Traditional routing software is made as a one process program which provides all of the routing protocol functionalities. Zebra takes a different approach. It is made from a collection of several daemons that work together to build the routing table. There may be several protocol-specific routing daemons and zebra the kernel routing manager.
The ripd
daemon handles the RIP protocol, while
ospfd
is a daemon which supports OSPF version 2.
bgpd
supports the BGP-4 protocol. For changing the kernel
routing table and for redistribution of routes between different routing
protocols, there is a kernel routing table manager zebra
daemon. It is easy to add a new routing protocol daemons to the entire
routing system without affecting any other software. You need to run only
the protocol daemon associated with routing protocols in use. Thus,
user may run a specific daemon and send routing reports to a central
routing console.
There is no need for these daemons to be running on the same machine. You can even run several same protocol daemons on the same machine. This architecture creates new possibilities for the routing system.

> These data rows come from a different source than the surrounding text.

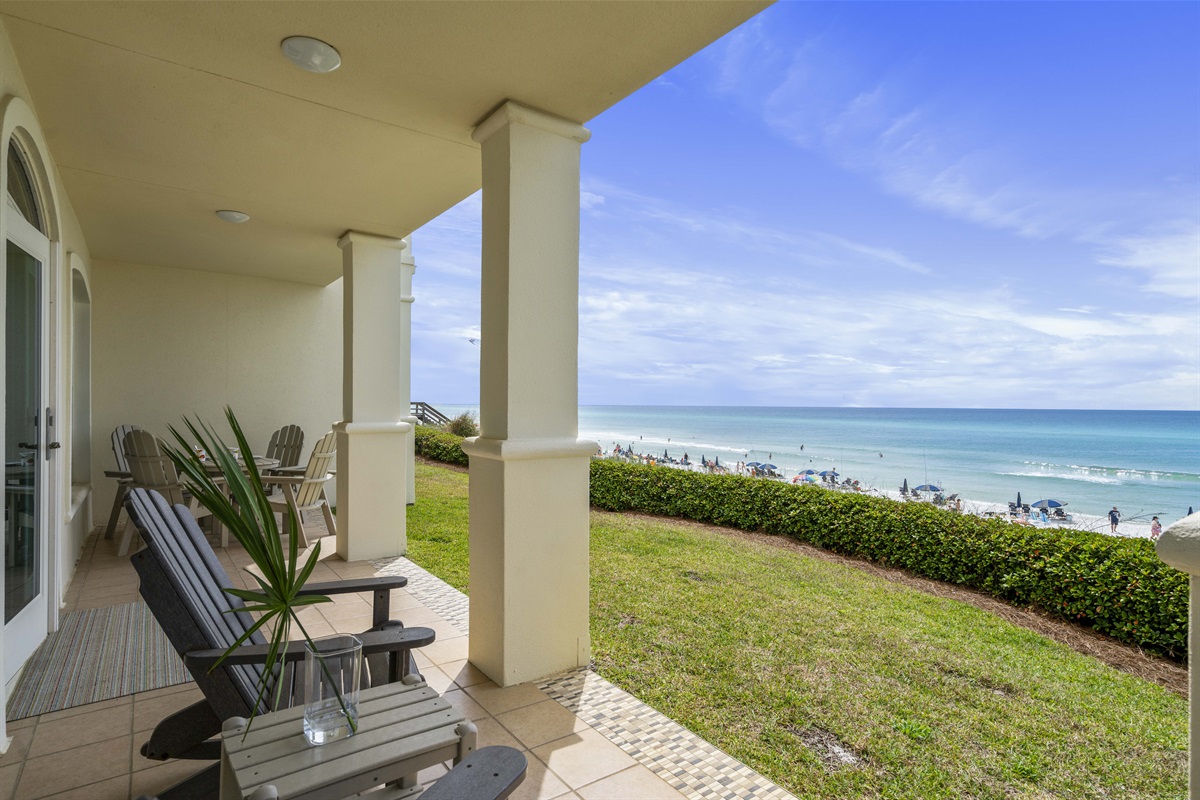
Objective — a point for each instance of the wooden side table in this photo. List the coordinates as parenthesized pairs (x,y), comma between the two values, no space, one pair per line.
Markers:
(403,728)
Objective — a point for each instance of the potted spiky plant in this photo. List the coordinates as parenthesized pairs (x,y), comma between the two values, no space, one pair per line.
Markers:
(238,500)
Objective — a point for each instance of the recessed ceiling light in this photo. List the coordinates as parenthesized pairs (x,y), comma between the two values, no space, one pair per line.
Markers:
(311,54)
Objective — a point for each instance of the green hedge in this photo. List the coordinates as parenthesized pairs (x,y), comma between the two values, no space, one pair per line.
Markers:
(1116,585)
(439,445)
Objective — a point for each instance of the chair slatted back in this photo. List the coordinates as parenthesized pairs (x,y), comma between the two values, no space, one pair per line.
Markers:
(184,587)
(150,467)
(287,445)
(317,473)
(119,445)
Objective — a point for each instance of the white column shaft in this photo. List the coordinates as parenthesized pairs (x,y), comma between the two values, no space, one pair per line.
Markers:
(372,434)
(407,268)
(529,474)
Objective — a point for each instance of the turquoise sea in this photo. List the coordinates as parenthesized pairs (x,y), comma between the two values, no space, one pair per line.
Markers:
(1143,462)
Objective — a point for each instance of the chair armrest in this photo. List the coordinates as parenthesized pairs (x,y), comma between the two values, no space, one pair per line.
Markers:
(391,639)
(487,774)
(295,469)
(354,584)
(292,480)
(381,606)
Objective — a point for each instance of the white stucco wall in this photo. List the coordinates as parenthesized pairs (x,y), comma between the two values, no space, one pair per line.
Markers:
(171,342)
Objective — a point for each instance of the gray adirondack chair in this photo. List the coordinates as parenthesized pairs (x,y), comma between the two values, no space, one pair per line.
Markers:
(151,469)
(286,446)
(121,475)
(184,584)
(306,492)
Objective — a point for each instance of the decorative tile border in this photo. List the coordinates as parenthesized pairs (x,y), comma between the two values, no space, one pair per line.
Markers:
(691,765)
(432,591)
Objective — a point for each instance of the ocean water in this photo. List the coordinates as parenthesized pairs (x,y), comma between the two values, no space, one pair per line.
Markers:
(1143,462)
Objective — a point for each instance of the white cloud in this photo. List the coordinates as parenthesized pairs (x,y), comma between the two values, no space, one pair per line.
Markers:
(1170,260)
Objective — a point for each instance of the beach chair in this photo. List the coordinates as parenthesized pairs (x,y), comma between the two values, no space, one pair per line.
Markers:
(150,468)
(306,492)
(121,475)
(184,585)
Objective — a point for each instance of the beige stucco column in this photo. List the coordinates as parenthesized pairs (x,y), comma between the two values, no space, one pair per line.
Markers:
(1180,547)
(371,438)
(407,268)
(528,469)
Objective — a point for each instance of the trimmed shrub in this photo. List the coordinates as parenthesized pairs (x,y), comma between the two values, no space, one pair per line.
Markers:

+----+ +----+ +-----+ +-----+ |bgpd| |ripd| |ospfd| |zebra| +----+ +----+ +-----+ +-----+ | +---------------------------|--+ | v | | UNIX Kernel routing table | | | +------------------------------+ Zebra System Architecture
Multi-process architecture brings extensibility, modularity and
maintainability. At the same time it also brings many configuration
files and terminal interfaces. Each daemon has it's own configuration
file and terminal interface. When you configure a static route, it must
be done in zebra
configuration file. When you configure BGP
network it must be done in bgpd
configuration file. This can be a
very annoying thing. To resolve the problem, Zebra provides integrated
user interface shell called vtysh
. vtysh
connects to
each daemon with UNIX domain socket and then works as a proxy for user input.
Zebra was planned to use multi-threaded mechanism when it runs with a
kernel that supports multi-threads. But at the moment, the thread
library which comes with GNU/Linux or FreeBSD has some problems with
running reliable services such as routing software, so we don't use
threads at all. Instead we use the select(2)
system call for
multiplexing the events.
When zebra
runs under a GNU Hurd kernel it will act as a
kernel routing table itself. Under GNU Hurd, all TCP/IP services are
provided by user processes called pfinet
. Zebra will provide
all the routing selection mechanisms for the process. This feature will
be implemented when GNU Hurd becomes stable.